7. show pppoe session shows a session with a non-zero PPPoE Session ID but the state is not UP. show ip interface Dialer1 shows the interface is up but line protocol is down. What phase of PPPoE has failed?

Correct answer is A. The PPPoE session ID is assigned during the discovery phase (PADS message). A non-zero session ID is proof that Phase 1 (discovery) completed — the BRAS accepted the connection request and assigned a session identifier. Phase 2 is the PPP negotiation that runs inside the established PPPoE tunnel: LCP (negotiate link parameters like MRU and authentication method), Authentication (CHAP or PAP), and IPCP (assign IP address). "Interface up, line protocol down" on the Dialer interface is the classic indicator that the physical/session layer is alive (up) but the PPP protocol negotiation layer failed (line protocol down).
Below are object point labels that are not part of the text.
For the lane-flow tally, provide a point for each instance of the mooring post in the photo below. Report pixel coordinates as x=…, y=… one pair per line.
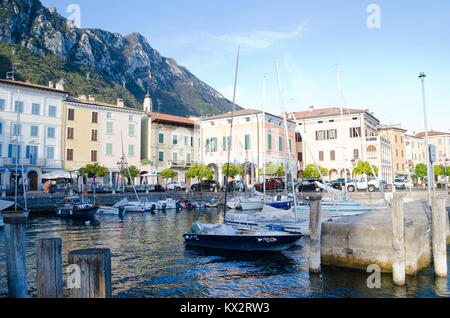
x=398, y=241
x=95, y=273
x=49, y=277
x=315, y=229
x=15, y=251
x=439, y=235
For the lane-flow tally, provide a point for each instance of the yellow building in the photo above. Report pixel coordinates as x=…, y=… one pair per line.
x=396, y=135
x=80, y=131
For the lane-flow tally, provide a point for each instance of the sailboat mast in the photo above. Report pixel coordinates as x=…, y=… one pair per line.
x=288, y=150
x=343, y=131
x=231, y=129
x=264, y=137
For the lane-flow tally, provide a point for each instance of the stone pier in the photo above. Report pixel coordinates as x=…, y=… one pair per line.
x=359, y=241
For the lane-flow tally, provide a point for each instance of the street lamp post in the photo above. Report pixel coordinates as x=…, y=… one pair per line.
x=429, y=166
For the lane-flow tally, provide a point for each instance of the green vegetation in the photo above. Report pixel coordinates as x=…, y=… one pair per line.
x=201, y=172
x=364, y=168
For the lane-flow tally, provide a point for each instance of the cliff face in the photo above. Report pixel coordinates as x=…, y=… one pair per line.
x=128, y=60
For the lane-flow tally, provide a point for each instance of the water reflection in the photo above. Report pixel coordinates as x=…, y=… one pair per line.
x=150, y=259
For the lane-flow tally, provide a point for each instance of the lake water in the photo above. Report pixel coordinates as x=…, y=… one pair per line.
x=149, y=259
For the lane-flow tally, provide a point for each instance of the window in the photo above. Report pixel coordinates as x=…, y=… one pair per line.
x=51, y=132
x=109, y=149
x=355, y=132
x=94, y=135
x=280, y=144
x=69, y=155
x=70, y=133
x=50, y=153
x=226, y=143
x=247, y=142
x=131, y=150
x=131, y=130
x=51, y=111
x=16, y=130
x=93, y=155
x=34, y=131
x=71, y=114
x=214, y=144
x=18, y=108
x=109, y=127
x=35, y=109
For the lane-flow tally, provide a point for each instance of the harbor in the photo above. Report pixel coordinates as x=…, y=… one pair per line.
x=149, y=259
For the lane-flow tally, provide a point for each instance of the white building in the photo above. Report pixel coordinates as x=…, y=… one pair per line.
x=30, y=130
x=338, y=144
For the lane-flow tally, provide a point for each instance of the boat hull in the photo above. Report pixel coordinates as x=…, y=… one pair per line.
x=250, y=243
x=87, y=213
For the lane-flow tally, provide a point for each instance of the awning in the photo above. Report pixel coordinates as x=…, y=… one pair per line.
x=59, y=174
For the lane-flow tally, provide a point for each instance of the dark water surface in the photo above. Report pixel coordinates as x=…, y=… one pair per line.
x=149, y=259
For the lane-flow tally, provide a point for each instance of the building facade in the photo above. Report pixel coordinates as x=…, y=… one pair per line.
x=30, y=131
x=397, y=136
x=96, y=132
x=337, y=141
x=250, y=145
x=169, y=142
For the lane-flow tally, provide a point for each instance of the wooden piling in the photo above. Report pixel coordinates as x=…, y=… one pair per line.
x=439, y=236
x=398, y=241
x=15, y=251
x=49, y=275
x=315, y=228
x=95, y=266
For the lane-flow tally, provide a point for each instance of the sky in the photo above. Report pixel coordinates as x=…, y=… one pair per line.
x=379, y=47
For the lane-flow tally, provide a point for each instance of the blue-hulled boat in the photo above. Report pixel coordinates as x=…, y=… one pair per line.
x=75, y=207
x=239, y=238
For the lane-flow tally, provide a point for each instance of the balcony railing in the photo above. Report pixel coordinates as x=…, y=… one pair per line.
x=44, y=163
x=181, y=163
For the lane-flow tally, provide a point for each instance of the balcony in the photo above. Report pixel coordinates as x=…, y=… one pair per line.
x=42, y=163
x=181, y=164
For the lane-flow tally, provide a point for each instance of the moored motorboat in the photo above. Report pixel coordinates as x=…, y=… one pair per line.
x=77, y=208
x=239, y=238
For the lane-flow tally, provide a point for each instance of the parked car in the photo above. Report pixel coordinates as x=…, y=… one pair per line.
x=235, y=185
x=276, y=184
x=309, y=185
x=363, y=184
x=176, y=185
x=205, y=185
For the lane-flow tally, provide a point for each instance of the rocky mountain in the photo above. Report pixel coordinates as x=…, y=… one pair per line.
x=127, y=61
The most common cause is authentication failure — wrong username, wrong password, or the missing callin keyword causing the router to challenge the BRAS. Run debug ppp authentication to see exactly what the BRAS responds with.

8. What is the difference between CHAP and PAP authentication in a PPPoE session, and which is preferred?
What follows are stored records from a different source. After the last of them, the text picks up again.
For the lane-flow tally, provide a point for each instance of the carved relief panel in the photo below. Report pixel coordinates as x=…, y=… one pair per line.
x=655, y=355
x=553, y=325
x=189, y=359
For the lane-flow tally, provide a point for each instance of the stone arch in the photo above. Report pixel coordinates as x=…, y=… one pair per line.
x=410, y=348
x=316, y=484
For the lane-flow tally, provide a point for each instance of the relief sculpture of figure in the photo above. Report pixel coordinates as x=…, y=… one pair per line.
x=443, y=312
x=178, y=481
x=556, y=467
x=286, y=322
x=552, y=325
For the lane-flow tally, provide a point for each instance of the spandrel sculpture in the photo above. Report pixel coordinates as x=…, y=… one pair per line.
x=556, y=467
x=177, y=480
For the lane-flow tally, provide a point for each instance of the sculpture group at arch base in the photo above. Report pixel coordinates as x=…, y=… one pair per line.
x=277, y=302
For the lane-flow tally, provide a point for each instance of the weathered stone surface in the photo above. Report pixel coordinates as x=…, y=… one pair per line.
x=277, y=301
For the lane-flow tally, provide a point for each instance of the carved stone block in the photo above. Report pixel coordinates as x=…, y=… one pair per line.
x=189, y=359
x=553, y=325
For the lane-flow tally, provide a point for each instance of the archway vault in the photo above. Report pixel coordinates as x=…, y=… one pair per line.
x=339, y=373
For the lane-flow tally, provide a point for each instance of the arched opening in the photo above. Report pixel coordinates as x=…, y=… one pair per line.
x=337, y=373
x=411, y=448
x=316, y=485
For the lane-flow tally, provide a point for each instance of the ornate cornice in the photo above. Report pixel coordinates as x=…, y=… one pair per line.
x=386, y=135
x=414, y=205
Correct answer is B. CHAP (Challenge Handshake Authentication Protocol) works by having the authenticator (ISP BRAS) send a random challenge value. The supplicant (router) computes MD5(challenge + session ID + password) and sends back only the hash — the password never appears on the wire. Even if an attacker captures every packet of the exchange, they cannot recover the password from the hash (assuming a strong password). PAP (Password Authentication Protocol) has no challenge — the router simply transmits the username and password in plaintext ASCII during the PPP authentication phase. Anyone capturing the PPPoE session establishment can read the credentials directly. The CCNA exam tests this distinction: CHAP = challenge/response with hashing = secure; PAP = plaintext = insecure. Always configure CHAP (ppp authentication chap callin) as the primary and only add PAP as a fallback when the ISP specifically requires it.

9. The routing table shows S* 0.0.0.0/0 [1/0] via 0.0.0.0, Dialer1. Why does the next-hop appear as 0.0.0.0 rather than the ISP gateway IP, and is this correct?

Correct answer is D. When an ip route command specifies an exit interface without a next-hop IP address — as in ip route 0.0.0.0 0.0.0.0 Dialer1 — IOS stores the route with a next-hop of 0.0.0.0 in the routing table, meaning "exit via this interface." For point-to-point interfaces like PPP, this is completely valid because there is only one possible peer on the other end — IOS does not need a specific next-hop IP to determine where to send the packet. The ISP peer address (e.g. 203.0.113.46) is automatically installed by IPCP as a /32 directly-connected route, but the default static route does not need to reference it. Configuring the default route as ip route 0.0.0.0 0.0.0.0 203.0.113.46 would also work but would fail if the ISP ever assigns a different gateway IP — the interface-based route is more resilient for dynamic PPPoE environments.

10. An engineer successfully establishes a PPPoE session. Small pings to 8.8.8.8 work perfectly, but large file downloads stall after a few kilobytes, and some HTTPS websites fail to load. What is the most likely cause and fix?

Correct answer is C. The symptom pattern — small packets work, large transfers fail — is the classic fingerprint of an MTU/MSS mismatch on a PPPoE link. ICMP ping packets sent with default sizes (100 bytes) are far below the 1492-byte limit and traverse the PPPoE link without issue. TCP connections negotiating 1460-byte MSS (the Ethernet default) produce IP packets of 1500 bytes (1460 data + 20 TCP + 20 IP headers), which exceed the 1492-byte PPPoE capacity by 8 bytes. With the DF (Don't Fragment) bit set — which all modern TCP stacks use — these packets cannot be fragmented and are silently discarded. The connection appears to start (the TCP handshake uses small SYN/SYN-ACK packets) then stalls immediately when data transfer begins. Adding ip tcp adjust-mss 1452 to Dialer1 intercepts SYN packets and reduces the advertised MSS to 1452, ensuring TCP segments stay within the 1492-byte IP MTU. The test to confirm MTU is the issue: ping 8.8.8.8 size 1473 df-bit — this should fail (1473 + 20 IP + 8 PPPoE = 1501 bytes, exceeds limit), while ping 8.8.8.8 size 1464 df-bit should succeed.